John Horgan was introduced by Felix Larkin. Felix is co-editor of a recently published book "Periodicals and Journalism in Twentieth Century Ireland - Writing Against the Grain" to which Horgan has contributed a well crafted essay on "The Furrow: navigating the rapids, 1950-77". The essay details a number of McGarry's run ins with the hierarchy, but interestingly enough, a lot of the efforts at censoring The Furrow's clerical contributors came from those contributors' own superiors. Horgan touched on a number of these in his talk.

Both the essay and the talk are a massive tribute to McGarry, a giant of his times, but a man who doesn't even have a Wikipedia page.

Souvenir poster

An appreciation by Louis McRedmond August 1977 2nd item on page.


  1. No Wikipedia page, but he is included in the Dictionary of Irish Biography.

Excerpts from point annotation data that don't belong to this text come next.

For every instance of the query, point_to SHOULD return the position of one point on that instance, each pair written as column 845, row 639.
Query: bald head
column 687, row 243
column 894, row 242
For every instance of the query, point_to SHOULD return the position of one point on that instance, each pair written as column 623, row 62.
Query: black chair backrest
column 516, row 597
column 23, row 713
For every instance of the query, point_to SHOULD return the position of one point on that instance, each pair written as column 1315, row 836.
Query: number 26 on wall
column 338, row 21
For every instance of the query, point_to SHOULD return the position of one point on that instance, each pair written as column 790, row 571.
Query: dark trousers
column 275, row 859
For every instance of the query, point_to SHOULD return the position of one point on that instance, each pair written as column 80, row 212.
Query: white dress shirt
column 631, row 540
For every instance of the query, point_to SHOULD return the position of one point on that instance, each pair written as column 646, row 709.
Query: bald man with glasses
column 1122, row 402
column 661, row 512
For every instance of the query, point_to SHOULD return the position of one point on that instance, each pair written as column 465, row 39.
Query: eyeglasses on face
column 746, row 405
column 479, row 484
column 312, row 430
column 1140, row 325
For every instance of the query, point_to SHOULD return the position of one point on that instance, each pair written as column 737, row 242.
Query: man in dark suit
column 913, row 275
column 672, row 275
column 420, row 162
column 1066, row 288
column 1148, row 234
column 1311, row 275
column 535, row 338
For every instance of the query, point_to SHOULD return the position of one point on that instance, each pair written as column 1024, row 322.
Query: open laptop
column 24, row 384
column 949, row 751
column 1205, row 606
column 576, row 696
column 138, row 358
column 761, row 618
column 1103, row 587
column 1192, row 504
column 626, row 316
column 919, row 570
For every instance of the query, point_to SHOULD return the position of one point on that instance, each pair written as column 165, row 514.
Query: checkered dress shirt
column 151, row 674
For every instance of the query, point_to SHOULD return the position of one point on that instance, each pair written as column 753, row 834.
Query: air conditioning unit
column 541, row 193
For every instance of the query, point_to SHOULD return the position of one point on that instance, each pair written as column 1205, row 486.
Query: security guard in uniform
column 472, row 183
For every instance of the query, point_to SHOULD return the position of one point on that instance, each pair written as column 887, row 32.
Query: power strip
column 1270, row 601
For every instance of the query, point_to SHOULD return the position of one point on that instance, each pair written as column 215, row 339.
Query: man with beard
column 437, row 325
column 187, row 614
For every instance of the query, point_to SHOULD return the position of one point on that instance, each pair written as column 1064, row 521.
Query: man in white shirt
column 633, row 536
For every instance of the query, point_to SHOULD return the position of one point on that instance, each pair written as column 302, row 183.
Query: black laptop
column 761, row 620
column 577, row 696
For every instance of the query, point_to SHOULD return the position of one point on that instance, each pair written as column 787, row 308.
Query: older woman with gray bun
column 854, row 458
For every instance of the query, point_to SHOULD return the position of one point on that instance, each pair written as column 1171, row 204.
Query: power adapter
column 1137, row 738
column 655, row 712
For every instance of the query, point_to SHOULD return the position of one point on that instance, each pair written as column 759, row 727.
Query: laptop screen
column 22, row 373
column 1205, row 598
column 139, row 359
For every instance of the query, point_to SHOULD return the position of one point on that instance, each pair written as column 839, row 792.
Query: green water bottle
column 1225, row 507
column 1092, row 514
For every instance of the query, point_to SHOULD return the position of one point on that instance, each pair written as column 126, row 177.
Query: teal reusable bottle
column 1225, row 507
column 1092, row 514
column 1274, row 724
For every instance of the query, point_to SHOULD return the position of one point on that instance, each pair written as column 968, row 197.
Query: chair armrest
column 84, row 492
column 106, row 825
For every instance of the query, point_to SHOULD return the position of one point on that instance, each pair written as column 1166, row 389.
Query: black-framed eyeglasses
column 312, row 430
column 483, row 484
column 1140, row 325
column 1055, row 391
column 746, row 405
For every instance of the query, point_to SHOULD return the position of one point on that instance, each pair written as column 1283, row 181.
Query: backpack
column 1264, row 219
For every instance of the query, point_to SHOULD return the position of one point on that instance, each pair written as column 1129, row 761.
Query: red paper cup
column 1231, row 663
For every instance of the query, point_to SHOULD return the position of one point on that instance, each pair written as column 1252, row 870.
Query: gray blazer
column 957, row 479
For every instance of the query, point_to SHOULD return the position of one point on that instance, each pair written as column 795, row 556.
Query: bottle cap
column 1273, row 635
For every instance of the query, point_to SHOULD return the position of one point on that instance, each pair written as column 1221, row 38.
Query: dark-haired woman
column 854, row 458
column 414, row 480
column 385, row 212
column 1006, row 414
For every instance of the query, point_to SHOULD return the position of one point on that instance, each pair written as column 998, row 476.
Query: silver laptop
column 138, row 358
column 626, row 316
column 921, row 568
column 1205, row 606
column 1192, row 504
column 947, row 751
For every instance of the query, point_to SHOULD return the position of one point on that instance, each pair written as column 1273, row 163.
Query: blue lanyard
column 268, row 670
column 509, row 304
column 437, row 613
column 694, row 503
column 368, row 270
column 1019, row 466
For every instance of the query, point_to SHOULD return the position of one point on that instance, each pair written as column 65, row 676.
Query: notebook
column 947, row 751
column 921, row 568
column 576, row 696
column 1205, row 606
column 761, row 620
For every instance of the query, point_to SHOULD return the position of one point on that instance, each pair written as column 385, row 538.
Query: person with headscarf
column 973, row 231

    1. I am very glad to hear that.

      It's not that Wiki is the be all and end all but it is often a very useful source for checking things providing that their information can be corroborated.

      However, when you see some of the idiots who have long entries while worthies are ignored, it rankles.

    2. Cousin Michael (Ballyhaunis & Maynooth) contributes the following:

      Gratias ago tibi propter blogum hoc.

      McGarry applied for the Presidency of Maynooth in 1968, but was unsuccessful.

      He was very much in touch with the thinking on Continental Europe at the time.

      I did the index for The Furrow when I was a student in Maynooth. It was done every 6 months and I got the then handsome sum of 25 pounds each time.

      Matt and I helped him to unpack and clear his room when he was moving to Ballyhaunis. We also helped him to 's'installer' in Ballyhaunis.

      The poor man had difficulty coping with the time keeping skills of the people in the West of Ireland. I remember his surprise when a decorator who said he would come 'Thursday,first thing in the morning' failed to turn up.

      He was not, however, a charismatic communicator with the people of Ballyhaunis. I remember our Aunt Molly quoting a friend of hers who said, 'a more ignorant Parish Priest would have suited us better.'

  2. Cousin Michael has also drawn my attention to McGarry's winning a Jacob's Television Award in 1971 for his contributions to RTÉ's Outlook, a series of five minute religious slots, usually contributed by clerics, which went out just before the station closed down for the night.

    As for our Aunt Molly's friend's comment above, it is likely that her friend (i) was one of those Catholics the tranquility of whose faith was assured by John Charles McQuaid on his return from the Vatican Council, and (ii) had not needed the Canon's ministrations to the extent of those who were so fulsome in his praise in Aine McEvoy's appreciation referenced in the post.